Result: Identifying Cassie's struggles/conflicts and how they affect her both physically and emotionally. I'm now inside her head, her heart and her body as she contemplates her immediate future while comparing it to her past.
***
Example 2: As she rounded the trunk of her car, Cassie studied the accident scene, gauging the needs of others while weighing the risk to her own safety. But when it came to her duties as a physician, personal security issues came in second.
Result: Again cluing the reader in on her conflicts with the added benefit of showing what it is that's motivating her to make decisions--a big window into a person's character: why they do what they do.
***
Example 3: She was way out of her league here. Her throat ached. Her legs shook. To keep her focus, she mentally reviewed the contents of her bag for possible weapons: scalpel, scissors, needles, flashlight.
Result: The reader knows she's scared, they know she's strong and smart, they know she's not going to back down. They know all this because they know what she's thinking--she's thinking about weapons to protect herself. This also suggests something about her past and how it has shaped her into the person the reader is meeting here in chapter one.
***
Example 4: Shit, she shouldn't be in this truck. She would be trapped if--no. No. She couldn't think about that. Cassie bit her lip for damage control. She couldn't afford to lose her professional edge here and now. Concentrate, Dr. Christo.
Result: Deep third person gets the reader tangled in the character's psyche.
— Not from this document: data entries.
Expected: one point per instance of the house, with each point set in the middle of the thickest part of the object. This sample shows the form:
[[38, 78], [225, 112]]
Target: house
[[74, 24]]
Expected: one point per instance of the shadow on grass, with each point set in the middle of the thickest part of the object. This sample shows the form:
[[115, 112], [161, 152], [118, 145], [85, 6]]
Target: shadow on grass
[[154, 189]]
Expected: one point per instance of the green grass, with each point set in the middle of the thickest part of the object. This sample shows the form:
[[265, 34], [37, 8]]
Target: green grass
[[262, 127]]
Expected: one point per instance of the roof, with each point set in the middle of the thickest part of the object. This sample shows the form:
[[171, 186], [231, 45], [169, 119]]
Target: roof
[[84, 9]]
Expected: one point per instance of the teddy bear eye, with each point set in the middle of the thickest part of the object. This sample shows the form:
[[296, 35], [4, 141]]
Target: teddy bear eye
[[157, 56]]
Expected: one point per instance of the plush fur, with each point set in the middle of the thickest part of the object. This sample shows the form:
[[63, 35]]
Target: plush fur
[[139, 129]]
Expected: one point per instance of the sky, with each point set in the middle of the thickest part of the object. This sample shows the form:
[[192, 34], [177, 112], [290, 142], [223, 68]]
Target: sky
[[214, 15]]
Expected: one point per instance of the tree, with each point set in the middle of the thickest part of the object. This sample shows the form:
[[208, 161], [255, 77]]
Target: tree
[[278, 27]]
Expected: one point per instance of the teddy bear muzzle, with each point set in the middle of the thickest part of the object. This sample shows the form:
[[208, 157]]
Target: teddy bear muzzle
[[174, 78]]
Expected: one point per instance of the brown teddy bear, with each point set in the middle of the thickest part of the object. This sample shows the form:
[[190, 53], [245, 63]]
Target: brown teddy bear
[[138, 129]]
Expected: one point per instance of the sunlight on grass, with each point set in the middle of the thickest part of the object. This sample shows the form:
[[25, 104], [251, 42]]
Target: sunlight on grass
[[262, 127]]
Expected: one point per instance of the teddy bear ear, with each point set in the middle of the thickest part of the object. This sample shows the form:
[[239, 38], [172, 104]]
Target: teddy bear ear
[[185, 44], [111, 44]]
They can understand the character's thought process, and, if we (us writers) are lucky, can even feel the character's emotions, enabling them to more fully understand who this person is, and connect with them as a result.
***
Example 5: She could have retreated now that medical personnel were on scene, but with others there she didn't feel the pressing need to flee. These women had been herded into the back of a truck like animals, and she was determined to get as much information about the situation as possible. She couldn't bring back the three that had died tonight, but she might be able to stop this particular smuggler from striking again.
Result: Shows conflict--her own safety vs. helping the women, getting information vs. risking her security. Shows her values--considering the needs of others first. And shows her motivation--putting an end to the smuggling, easing the pain of others. Considering the previous mini-flashbacks of a bad man in her past, I think there is sufficient intrigue created to push the reader forward to seek answers to that particular story question (among others).
***
I'll stop here for this week. These excerpts are all taken from the first scene of Safe in Enemy Arms. By the middle of chapter one, the reader will (hopefully) understand Cassie's personality while getting a glimpse of conflicts to come and her motivation to resolve those conflicts. I believe the reader will be well connected with her and already cheering her on.
Internals don't have to be direct thoughts to come through loud and clear. Showing the pattern of decision-making, showing emotion through body and mind, showing flashes of motivation will all go a long way toward deepening your character.
Next week: POV filters and combining them with internals.
Now we're cookin' with gas!
3Comments:
Thanks Joan! As usual you get me thinking about my characters and writing.
I love this stuff - your examples are sharp and motivating. Keep it coming!
Cool. I had visions of everyone reading this, squinching their face, saying..."Huh?"
The POV filters and props are great, but the internals are the basis to make the others work, so I started there.